Strategy Pattern

Diagram of the Strategy pattern

The Strategy pattern is used when a choice of multiple different but related algorithms can be made at run time. The implementation of each related algorithm exposes the same interface so as to hide the details of implementation from the calling program and the algorithm.

In a more general form, a "Strategy" is nothing more than a class implementation hidden behind an abstract interface. This allows the implementation to be changed without affecting the caller. The Strategy pattern takes this one step further to allow entire algorithms to be hidden behind the interface and then swap in different instances of the interface at run time to change the algorithm being used.

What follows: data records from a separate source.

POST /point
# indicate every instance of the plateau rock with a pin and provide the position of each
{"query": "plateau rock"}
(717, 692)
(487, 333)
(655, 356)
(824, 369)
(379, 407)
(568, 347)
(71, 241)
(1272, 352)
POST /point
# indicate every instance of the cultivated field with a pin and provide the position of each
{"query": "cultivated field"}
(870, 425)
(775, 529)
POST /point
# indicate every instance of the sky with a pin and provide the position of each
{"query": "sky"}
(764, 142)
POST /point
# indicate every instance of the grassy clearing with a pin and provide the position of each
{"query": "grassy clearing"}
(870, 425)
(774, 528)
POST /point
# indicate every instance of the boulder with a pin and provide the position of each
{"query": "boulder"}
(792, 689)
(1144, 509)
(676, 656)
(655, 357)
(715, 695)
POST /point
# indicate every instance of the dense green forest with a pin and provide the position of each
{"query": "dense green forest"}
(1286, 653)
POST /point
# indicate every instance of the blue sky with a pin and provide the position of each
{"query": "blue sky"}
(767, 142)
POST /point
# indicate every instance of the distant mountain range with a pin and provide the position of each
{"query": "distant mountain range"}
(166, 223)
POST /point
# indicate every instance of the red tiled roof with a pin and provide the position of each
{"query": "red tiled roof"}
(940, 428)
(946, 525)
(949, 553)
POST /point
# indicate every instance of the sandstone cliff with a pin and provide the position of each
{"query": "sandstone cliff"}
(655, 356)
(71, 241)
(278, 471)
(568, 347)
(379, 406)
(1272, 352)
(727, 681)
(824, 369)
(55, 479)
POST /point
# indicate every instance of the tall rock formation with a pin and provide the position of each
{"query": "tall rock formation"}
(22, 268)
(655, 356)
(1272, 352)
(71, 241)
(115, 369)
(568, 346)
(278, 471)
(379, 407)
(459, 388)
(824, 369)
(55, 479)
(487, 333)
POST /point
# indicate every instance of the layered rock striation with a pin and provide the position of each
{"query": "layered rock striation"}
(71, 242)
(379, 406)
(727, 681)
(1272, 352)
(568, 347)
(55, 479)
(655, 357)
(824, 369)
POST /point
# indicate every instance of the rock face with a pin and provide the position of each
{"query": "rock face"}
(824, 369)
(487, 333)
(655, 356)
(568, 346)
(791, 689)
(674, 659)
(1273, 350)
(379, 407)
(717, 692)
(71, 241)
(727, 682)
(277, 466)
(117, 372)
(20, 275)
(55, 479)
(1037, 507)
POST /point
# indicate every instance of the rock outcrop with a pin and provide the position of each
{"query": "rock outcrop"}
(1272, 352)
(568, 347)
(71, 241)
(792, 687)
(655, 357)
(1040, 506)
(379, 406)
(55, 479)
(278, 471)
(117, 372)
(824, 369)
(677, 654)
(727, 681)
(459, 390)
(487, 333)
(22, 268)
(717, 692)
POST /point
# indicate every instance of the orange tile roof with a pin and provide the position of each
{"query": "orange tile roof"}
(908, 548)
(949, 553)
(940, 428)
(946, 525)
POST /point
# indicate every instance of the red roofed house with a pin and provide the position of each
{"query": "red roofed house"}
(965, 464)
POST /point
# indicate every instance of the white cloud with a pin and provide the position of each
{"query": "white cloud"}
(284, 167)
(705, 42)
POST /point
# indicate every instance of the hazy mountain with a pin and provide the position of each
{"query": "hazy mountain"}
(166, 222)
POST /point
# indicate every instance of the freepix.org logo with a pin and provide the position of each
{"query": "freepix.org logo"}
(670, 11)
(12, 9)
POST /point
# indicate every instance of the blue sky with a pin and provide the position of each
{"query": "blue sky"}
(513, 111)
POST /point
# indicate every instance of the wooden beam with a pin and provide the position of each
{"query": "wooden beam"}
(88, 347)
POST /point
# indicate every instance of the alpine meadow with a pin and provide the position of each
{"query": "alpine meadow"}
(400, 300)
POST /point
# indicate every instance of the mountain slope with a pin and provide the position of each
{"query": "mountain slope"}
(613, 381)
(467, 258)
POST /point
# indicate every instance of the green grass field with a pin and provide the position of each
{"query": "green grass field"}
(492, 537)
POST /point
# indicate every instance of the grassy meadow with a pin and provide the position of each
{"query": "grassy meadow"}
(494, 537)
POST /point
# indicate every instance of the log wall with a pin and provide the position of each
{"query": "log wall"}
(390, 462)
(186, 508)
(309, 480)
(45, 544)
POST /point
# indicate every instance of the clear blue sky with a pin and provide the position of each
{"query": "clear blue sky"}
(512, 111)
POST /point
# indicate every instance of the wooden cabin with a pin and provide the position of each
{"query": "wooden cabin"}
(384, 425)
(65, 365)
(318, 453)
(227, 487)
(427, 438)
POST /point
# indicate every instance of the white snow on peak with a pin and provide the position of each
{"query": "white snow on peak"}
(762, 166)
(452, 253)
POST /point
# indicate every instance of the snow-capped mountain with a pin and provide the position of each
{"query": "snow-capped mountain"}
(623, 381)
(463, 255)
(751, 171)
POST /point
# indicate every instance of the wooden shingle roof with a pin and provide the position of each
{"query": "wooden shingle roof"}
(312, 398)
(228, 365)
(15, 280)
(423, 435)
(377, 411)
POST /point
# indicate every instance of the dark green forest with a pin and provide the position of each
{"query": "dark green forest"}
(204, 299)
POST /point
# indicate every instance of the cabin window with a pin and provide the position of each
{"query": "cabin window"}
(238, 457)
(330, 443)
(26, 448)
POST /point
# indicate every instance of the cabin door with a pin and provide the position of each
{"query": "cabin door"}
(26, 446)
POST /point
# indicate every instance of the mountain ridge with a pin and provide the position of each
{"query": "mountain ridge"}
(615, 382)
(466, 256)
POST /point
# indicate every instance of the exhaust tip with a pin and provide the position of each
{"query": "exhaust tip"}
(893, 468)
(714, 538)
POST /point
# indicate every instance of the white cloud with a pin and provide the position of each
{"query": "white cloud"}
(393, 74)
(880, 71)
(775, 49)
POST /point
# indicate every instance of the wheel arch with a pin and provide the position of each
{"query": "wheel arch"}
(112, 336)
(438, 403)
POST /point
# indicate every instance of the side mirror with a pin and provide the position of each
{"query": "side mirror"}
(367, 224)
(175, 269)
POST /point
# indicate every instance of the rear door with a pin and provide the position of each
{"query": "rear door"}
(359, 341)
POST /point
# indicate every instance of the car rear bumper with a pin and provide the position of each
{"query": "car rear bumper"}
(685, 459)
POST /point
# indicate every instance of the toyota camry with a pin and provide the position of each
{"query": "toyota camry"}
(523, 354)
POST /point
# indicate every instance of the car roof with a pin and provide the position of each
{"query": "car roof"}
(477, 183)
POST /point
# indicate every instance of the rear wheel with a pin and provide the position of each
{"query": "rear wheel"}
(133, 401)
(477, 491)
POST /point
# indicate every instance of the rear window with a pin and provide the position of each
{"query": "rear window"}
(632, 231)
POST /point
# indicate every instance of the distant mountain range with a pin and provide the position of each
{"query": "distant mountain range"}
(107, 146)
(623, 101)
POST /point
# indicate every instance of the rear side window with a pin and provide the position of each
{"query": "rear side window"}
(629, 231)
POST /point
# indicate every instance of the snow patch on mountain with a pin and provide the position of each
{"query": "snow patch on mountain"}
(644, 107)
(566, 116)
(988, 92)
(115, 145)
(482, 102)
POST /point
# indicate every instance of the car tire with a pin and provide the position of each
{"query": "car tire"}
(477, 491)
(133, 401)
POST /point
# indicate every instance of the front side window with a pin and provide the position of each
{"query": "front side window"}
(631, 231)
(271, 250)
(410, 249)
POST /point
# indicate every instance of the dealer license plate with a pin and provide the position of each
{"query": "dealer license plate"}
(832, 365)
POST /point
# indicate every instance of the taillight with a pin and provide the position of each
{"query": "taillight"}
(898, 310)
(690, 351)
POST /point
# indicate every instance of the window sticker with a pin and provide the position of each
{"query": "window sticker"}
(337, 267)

Typically a Strategy pattern implementation specifies the algorithm at the time the program starts up or is configured. It can also be configured at the time a class representing the functionality is instantiated. The algorithm to use is generally selected by the user based on some input. Once set, the algorithm selected does not change until reconfigured or the user selects another algorithm.

The value of a Strategy pattern is the ability to create a basic infrastructure for the program and then allow the user to alter the behavior of that infrastructure using options. Also, additional strategies for each option can be added without changing the basic infrastructure or affecting any other strategy. The drawback is now the functionality of the program is spread out across many different classes and it can be quite difficult following the flow of execution, especially if a strategy can itself have its own set of strategies.

The only tricky part of making use of the Strategy pattern is figuring out what the interface should be for all possible algorithms for a given situation. The simplest approach to solving this is to determine what must the algorithm provide to the caller to allow the caller to get work done then defining an interface that provides that functionality. Then create the implementation of algorithms that satisfies the required functionality.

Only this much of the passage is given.